Finding array indices without creating an array using vectors?

taeukseo · February 27, 2021, 5:48am

I apologize for the poor phrasing of the question - it sounds like an oxymoron!

I have been struggling to write a function F which, given:

vectors of sizes N1, N2, N3… etc
a number 1<= i <= N1 * N2 * N3,

returns indices x1, x2, x3… etc. that correspond to i.

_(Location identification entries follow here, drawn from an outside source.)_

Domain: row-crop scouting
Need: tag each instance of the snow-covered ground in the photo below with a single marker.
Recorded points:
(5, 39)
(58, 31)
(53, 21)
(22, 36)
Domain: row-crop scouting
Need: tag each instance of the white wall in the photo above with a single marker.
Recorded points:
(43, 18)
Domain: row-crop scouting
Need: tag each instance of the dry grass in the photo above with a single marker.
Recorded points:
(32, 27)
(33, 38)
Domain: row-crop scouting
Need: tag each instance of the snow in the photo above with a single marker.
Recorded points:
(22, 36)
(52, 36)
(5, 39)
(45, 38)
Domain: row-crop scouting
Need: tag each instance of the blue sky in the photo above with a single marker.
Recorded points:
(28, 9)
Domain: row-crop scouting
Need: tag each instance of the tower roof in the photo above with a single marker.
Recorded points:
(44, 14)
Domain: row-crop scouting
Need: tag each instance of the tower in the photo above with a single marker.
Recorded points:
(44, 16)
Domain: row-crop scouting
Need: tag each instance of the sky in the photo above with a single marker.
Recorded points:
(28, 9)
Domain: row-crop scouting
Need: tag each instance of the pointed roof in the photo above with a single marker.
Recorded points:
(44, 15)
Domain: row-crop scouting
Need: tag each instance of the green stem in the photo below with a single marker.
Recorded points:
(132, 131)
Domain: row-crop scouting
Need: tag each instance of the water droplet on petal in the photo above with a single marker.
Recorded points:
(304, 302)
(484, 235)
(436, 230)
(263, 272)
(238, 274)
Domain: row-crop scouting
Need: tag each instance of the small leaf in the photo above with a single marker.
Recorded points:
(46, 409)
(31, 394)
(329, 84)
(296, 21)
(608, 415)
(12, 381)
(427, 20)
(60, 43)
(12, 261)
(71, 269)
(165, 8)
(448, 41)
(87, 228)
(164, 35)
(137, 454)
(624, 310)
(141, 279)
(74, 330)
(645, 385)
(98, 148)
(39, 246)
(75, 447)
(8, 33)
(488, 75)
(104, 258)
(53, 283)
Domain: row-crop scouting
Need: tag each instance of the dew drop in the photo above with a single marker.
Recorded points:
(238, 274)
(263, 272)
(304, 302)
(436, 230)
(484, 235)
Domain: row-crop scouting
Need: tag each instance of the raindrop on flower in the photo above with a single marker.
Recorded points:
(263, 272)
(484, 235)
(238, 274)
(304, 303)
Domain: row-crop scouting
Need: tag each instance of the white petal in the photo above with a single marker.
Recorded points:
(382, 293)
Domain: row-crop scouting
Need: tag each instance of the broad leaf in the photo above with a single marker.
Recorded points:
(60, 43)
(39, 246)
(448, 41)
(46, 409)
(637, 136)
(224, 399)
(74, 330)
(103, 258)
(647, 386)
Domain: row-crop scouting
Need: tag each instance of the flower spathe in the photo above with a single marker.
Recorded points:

For example, assuming vectors

A = [1, 2], B = [3, 4], C = [5,6],

we can imagine a combined array ABC.

ABC =   1   3   5
        2   3   5
        1   4   5
        2   4   5
        1   3   6
        2   3   6
        1   4   6
        2   4   6

Then, given an input of i = 2, the elements on the second row in ABC are [2,3,5].
These correspond to A[2] = 2, B[1] = 3, C[1] = 5.

The function F would return the indices 2,1,1. ie.

2,1,1 = F(2,A,B,C)

I was wondering if there were functions in Julia that can do the same job as the function that I described above? I am especially hoping to find indices without actually creating the array ABC to minimize memory use.

jling · February 27, 2021, 6:33am

julia> function F(idx::Integer, arys...)
           res = zeros(Int, length(arys))
           for (i, A) in enumerate(arys)
              l = length(A)
              res[i] = mod1(idx, l)
              idx = cld(idx, l)
           end
           res
       end

I think this does what you want, not 100% sure, my brain is small and it’s kinda late. The idea is to think of each array as n-bit counter. We start with the bit that cycles the quickest, find out how many times it cycled, use that cycle number for the next bit.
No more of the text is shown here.